KEDIRI – Sudah jatuh tertimpa tangga. Sudah terpuruk di masa pandemi, kedelai pun saat ini melambung. Begitu yang dirasakan produsen tahu di Kampung Tahu Kelurahan Tinalan, Kota Kediri.
Salah satu produsen tahu sekaligus wakil ketua Asosiasi Pengrajin Tahu Kota Kediri Jamaludin mengatakan, saat ini harga 1 kg kedelai mencapai Rp 9.200, padahal biasanya 1 Kg kedelai hanya dijual Rp 7.000 saja. “Stabilnya itu harga Rp 7.000 sudah normalnya,” kata Jamal pada Bacaini.id, Rabu 6 Januari 2021.
Hal tersebut tentu membuat pengrajin tahu di Kota Kediri merasa terpukul. Padahal pada hari sebelumnya usaha tahu sempat menggeliat, karena kenaikan harga bahan baku, sekarang banyak pengusaha yang tutup karena mengalami penurunan. Baik produksi hingga pendapatan turun sekitar tiga hingga empat bulan ini.
Dengan kenaikan harga kedelai tersebut tentu tidak bisa dibandingkan dengan harga tahu yang hanya Rp 1000 setiap satu bijinya. Sedangkan jika bahan kedelai untuk produksi tahu dikurangi yang terjadi adalah kualitas tahu menurun. Sehingga konsumen juga enggan untuk membeli.
Saat ini Jamal mengaku setiap harinya hanya membuat tahu sekitar 2 sampai 3 masakan. Padahal sebelumnya setiap satu hari bisa 7 masakan. Sedangkan sekali memasak kedelai yang digunakan sebanyak 18 kg. “Itu hanya untuk tahu takwa, karena saya cuma produksi tahu takwa,” imbuh Jamal.
Kedelai yang mengalami peningkatan harga bukan hanya kedelai import, menurut Jamal kedelai lokal mengalami peningkatan harga lebih tinggi dan sudah lebih lama. Harga kedelai lokal yang dikatakannya bahkan hingga mencapai Rp 10.000. Untuk itu dalam produksi tahu Jamal menggunakan kedelai import.

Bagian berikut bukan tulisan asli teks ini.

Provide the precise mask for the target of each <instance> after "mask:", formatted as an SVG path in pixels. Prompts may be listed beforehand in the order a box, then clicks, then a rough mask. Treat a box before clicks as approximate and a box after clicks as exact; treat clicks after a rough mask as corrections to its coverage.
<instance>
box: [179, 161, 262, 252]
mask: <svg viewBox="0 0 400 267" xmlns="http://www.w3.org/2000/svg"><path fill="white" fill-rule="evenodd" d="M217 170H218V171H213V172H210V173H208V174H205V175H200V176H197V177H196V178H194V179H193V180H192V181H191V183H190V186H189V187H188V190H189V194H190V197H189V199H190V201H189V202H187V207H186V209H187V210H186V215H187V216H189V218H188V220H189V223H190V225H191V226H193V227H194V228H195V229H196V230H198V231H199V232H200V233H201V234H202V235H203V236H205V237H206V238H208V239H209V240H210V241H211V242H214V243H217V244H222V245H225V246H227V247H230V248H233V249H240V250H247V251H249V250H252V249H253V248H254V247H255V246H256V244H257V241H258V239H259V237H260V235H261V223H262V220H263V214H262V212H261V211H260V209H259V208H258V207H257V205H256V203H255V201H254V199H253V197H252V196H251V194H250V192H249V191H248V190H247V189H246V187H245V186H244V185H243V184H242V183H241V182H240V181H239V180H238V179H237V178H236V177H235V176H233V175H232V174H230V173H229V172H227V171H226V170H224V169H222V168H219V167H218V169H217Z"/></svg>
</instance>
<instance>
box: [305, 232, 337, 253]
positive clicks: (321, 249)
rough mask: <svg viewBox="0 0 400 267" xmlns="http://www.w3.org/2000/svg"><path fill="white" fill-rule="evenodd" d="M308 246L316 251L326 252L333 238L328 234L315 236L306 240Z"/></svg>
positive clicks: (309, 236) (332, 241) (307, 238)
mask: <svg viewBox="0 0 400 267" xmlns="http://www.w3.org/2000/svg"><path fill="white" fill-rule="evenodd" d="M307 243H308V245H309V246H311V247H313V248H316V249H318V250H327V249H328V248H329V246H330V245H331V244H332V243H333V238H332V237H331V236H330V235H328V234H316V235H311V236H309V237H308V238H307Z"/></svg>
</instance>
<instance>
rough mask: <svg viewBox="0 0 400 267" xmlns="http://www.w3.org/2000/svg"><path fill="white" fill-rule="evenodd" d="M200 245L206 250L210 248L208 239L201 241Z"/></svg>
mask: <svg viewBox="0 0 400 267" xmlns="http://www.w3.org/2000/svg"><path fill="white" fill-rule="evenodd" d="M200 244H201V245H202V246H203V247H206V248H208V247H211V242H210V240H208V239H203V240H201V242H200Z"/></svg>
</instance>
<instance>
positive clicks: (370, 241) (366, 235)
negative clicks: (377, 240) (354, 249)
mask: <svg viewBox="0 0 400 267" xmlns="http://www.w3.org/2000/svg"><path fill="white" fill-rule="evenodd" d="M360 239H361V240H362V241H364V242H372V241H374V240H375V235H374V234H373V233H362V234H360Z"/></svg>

Selain lebih murah, saat ini, kedelai import dinilai lebih bersih jika dibandingkan dengan kedelai lokal yang juga lebih bermacam-macam jenisnya dan juga lebih sulit terutama dalam proses pembersihan. Tetapi untuk kualitas rasa kedelai lokal memang lebih menjanjikan.
Disinggung mengenai siasat untuk berjalannya produksi, Jamal mengatakan belum bisa berbuat banyak. Dia hanya tetap melakukan produksi dengan mencampurkan kedelai lokal dengan kedelai impor dalam produksi tahunya.
“Kalau tutup kami tidak dapat apa-apa, tetapi kalau buka kami juga kurang untuk membeli bahan kedelainya, jadi ya memang bingung,” tutupnya.